Looking to strip wallpaper. Looks like the wallpaper was installed directly
over wallboard without priming. I think the wallboard is older as the paper
is kind of a brown/grey cardboard looking substance as opposed to the
"white" paper of todays wallboard.
Any suggestions on whether I can get the old wallpaper off without severely
damaging the underlying wallboard?
Short of tearing out a tile floor done as a mud job, this is about the
worst job out there. They should have primed and sized the wallboard
of course. I only had this once and finally I gave up and painted it.
C'est la vie !
Warm water in a spray bottle. With a little dishwashing soap. Spray
and let it soak. Repeat. Walk away from it for a long while. Spray it
Eventually it will begin to release.
Don't fret too much about damaging the paper on the 'rock. That paper
is cheap and full of acid, hence the color. When it was new, it too
was white. The acid content of the paper is what turned it brown.
You will need to float out the wall to stabilize that old, brittle,
paper. It isn't hard. Do a search to find out how.
You will get the best results by removing the paper, floating out the
wall, and then doing whatever it is you want to do to that wall.
(Remove the Primes before e-mailing me)
Maybe you should leave it. You could use liner paper (aka wall liner)
right over the old paper instead of taking it off. There are several
grades, all paintable and able to be papered over. The heavier grades
are known as bridging paper and cover a multitude of sins. They're the
stuff that is pasted over paneling or even brick prior to painting if a
smooth wall surface is desired.
The reasons I'm suggesting this are as follows:
- removing the facing paper from drywall takes away most of the
strength of the drywall, and floating (spackling) the surface smooth
doesn't restore the strength.
- floating a smooth surface is harder for a DIYer than wallpapering.
- removing the old paper is a messy and slow job.
- it sounds like your installation is straight up papered, but many
times the paper has been painted over, and removing it disturbs the old
paint which is probably lead-based.
We did this very thing. Was a pain, but results not bad. DIF worked
well for us, with the "paper tiger" thing that scored the wallpaper.
We skimmed the walls with mud afterwards.

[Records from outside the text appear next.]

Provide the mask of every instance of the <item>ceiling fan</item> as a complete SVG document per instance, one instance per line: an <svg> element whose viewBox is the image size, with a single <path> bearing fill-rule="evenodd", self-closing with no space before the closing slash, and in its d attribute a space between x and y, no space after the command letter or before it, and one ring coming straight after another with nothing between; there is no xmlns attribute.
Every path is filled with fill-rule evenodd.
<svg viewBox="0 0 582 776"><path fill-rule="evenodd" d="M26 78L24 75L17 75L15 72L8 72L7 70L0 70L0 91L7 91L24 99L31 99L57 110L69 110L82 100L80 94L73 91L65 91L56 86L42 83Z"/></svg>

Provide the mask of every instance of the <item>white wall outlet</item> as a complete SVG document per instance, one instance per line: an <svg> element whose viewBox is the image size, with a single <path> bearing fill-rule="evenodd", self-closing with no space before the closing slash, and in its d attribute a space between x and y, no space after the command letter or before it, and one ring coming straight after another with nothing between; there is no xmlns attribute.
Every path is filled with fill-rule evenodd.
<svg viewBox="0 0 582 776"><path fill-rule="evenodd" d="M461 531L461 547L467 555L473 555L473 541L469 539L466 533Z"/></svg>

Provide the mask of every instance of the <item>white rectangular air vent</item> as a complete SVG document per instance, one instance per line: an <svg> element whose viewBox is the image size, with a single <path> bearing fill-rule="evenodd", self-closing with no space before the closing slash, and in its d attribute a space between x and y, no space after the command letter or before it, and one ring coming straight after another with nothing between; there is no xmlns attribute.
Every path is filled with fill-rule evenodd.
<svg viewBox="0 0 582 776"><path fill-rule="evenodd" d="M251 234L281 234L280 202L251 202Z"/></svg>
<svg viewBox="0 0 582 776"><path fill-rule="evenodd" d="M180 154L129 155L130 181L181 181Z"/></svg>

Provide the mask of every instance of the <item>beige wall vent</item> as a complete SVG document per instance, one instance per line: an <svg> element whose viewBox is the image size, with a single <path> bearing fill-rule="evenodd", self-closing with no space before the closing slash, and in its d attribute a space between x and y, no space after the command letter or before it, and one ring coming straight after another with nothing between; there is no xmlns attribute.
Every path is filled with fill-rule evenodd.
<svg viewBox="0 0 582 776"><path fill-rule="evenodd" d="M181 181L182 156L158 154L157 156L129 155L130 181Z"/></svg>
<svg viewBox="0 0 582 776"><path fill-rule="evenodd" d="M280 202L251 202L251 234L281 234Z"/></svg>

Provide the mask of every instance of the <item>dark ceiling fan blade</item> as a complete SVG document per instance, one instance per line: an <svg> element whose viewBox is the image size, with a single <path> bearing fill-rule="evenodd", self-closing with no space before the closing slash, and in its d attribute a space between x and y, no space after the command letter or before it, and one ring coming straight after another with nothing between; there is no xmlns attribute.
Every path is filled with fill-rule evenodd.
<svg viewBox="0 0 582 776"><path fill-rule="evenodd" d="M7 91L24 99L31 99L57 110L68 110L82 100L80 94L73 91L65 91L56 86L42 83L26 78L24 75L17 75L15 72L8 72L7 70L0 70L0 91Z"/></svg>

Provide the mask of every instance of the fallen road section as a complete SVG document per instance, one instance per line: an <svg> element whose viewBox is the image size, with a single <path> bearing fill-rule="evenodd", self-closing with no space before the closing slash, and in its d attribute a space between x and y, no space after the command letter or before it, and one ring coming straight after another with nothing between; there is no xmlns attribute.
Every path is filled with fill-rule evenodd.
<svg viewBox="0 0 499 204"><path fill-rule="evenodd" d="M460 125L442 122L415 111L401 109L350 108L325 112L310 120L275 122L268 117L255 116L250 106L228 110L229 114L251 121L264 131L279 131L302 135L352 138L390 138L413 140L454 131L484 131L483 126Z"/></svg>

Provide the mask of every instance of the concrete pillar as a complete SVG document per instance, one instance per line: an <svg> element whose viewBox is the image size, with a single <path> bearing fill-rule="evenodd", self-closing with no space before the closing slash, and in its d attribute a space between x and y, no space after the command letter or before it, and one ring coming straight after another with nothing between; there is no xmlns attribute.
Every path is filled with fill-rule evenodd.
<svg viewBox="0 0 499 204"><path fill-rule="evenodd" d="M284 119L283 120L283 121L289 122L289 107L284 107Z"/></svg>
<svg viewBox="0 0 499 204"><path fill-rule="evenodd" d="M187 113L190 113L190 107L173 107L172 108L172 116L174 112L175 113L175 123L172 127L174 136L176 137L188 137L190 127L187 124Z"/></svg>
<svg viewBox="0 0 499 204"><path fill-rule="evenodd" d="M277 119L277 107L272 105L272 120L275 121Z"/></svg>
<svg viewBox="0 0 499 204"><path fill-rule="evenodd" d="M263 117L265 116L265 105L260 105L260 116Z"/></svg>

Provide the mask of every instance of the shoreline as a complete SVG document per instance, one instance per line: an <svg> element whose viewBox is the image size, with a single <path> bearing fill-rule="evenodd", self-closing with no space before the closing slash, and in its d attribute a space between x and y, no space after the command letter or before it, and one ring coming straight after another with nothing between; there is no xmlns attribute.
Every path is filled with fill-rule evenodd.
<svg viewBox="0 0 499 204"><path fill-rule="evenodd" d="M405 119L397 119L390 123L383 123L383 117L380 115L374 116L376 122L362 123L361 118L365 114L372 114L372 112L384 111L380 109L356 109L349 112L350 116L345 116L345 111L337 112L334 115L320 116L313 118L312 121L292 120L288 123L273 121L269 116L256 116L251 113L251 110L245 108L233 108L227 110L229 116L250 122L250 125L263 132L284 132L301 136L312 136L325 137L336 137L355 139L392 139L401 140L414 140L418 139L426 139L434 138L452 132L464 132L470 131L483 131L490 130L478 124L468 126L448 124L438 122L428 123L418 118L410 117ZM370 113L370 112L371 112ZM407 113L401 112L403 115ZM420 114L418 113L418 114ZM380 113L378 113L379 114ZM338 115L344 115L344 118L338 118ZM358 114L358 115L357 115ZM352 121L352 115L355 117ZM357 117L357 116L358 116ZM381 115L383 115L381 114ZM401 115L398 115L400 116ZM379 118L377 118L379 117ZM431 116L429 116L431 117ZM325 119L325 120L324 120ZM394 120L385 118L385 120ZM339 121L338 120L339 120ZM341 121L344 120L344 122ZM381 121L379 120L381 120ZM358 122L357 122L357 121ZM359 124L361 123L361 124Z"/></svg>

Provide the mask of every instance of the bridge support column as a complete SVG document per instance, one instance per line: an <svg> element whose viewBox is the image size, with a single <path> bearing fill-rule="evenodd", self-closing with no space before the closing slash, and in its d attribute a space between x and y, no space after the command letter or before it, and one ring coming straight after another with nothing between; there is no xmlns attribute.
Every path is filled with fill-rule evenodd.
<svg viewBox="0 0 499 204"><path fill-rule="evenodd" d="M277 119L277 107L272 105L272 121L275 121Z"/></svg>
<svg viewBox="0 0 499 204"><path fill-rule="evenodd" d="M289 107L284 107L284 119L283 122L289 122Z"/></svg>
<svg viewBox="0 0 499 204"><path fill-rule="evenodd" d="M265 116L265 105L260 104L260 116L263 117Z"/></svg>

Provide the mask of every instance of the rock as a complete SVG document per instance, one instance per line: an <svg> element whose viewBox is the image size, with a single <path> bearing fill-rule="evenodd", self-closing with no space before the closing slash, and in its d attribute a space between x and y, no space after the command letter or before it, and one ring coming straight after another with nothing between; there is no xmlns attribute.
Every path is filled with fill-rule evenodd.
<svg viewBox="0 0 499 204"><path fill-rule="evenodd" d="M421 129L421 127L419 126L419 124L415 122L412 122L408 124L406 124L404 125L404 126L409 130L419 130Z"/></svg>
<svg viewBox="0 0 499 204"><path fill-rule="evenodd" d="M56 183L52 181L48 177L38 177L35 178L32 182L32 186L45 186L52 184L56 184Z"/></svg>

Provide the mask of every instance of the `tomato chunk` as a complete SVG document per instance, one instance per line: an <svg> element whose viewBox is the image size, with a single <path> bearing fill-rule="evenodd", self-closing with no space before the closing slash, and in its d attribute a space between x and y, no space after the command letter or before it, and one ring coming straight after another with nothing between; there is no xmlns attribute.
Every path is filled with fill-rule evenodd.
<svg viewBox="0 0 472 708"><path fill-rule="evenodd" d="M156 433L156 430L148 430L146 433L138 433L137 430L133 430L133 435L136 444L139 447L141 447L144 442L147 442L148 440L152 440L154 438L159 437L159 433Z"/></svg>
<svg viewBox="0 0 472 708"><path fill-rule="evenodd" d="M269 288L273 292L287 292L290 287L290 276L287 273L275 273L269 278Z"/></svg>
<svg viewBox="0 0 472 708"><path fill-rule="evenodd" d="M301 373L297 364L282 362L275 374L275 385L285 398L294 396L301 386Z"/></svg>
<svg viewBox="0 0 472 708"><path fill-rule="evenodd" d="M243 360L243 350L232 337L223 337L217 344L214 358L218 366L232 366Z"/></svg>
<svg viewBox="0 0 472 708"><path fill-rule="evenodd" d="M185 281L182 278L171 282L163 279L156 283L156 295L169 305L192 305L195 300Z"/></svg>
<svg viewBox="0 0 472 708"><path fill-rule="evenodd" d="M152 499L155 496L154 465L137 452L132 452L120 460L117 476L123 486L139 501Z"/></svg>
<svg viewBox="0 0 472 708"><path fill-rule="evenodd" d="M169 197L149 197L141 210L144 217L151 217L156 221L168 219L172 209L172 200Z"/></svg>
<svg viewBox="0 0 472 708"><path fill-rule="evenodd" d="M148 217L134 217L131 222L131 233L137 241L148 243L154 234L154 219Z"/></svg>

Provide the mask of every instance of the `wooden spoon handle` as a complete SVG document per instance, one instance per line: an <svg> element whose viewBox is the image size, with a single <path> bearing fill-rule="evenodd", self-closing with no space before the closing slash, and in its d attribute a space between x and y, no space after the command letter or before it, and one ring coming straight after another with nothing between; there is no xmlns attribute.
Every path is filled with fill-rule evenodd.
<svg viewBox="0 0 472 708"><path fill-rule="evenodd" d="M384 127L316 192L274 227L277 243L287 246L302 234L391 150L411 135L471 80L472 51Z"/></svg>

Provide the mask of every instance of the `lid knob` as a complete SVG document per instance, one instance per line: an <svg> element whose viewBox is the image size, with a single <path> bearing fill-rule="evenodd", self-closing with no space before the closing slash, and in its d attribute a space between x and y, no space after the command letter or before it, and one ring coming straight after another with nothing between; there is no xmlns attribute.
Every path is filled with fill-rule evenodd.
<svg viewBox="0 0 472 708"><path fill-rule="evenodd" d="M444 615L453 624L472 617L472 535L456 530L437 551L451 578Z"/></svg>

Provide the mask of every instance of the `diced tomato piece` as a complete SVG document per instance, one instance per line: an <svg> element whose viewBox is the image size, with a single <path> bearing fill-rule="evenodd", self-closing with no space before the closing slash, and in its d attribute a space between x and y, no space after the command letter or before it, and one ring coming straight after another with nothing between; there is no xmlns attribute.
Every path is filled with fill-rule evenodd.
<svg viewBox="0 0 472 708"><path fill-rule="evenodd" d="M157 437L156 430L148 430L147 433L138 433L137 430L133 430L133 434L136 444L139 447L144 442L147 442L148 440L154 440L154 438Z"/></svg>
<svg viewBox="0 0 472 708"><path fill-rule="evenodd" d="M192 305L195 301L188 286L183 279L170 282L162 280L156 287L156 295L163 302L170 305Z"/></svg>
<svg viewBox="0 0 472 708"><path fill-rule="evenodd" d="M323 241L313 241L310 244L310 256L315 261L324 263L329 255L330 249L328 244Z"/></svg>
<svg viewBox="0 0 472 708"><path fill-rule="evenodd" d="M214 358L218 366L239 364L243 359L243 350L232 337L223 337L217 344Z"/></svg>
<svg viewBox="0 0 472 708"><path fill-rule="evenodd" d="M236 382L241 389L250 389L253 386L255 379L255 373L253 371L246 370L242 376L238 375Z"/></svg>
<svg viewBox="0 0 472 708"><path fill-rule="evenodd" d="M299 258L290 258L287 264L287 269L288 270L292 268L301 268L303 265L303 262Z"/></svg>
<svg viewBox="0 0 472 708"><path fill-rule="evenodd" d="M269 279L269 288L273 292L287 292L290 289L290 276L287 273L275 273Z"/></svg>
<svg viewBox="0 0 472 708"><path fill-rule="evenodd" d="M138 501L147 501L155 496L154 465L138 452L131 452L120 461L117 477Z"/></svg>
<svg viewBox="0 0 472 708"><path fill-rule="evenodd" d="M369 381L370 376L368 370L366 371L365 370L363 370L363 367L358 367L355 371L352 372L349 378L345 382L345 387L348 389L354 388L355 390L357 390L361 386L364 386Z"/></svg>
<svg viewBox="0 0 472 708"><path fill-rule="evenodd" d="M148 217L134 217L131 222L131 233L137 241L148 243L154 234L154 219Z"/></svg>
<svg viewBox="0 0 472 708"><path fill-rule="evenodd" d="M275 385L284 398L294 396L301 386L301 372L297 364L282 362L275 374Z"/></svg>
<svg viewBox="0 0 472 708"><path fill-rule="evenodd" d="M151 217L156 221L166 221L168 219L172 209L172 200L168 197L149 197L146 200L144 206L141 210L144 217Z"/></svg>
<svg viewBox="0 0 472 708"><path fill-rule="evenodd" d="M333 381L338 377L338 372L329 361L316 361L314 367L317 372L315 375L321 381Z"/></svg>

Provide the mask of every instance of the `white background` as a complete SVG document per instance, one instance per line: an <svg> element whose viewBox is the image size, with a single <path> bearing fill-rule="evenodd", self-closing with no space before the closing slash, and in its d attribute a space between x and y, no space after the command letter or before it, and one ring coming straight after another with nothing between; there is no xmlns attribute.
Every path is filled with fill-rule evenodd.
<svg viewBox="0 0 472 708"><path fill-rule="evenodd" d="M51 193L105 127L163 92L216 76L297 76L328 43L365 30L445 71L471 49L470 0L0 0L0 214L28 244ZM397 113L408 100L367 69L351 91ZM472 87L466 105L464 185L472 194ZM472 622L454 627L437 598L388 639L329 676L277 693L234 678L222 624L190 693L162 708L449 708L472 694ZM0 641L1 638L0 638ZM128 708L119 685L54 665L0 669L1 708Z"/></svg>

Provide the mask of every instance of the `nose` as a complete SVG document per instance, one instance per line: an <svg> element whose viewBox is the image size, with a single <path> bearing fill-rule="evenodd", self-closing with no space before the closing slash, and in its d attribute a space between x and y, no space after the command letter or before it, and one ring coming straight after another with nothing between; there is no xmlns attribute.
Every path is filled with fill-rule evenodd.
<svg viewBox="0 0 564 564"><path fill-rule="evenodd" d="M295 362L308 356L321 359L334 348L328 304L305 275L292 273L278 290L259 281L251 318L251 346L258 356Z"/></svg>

Came out smooth. We also
used the Gardz as recommended in the thread below. See here for
details and pix:
Here's my poor man's steamer approach... use an inexpensive clothes iron;
with the iron in one hand and a wet sponge or rag in the other. Soak a
small area (18" x 18") with the sponge, then immediately go over it with the
iron. Has worked great for me.
Oh, forgot one thing. About halfway thru the job we got one of those
steamers at HD, and it worked great. I think it worked better than the
DIF (my wife did most of this work so I don't remember details). I
recommend trying the steamer.
I did a job like that last summer when I removed the paper in my
kitchen. What a nightmare. Walls were not primed and some of the
wall board was up with the wrong face out. Took a full day to get the
paper off and about a week to patch the wall board afterwards.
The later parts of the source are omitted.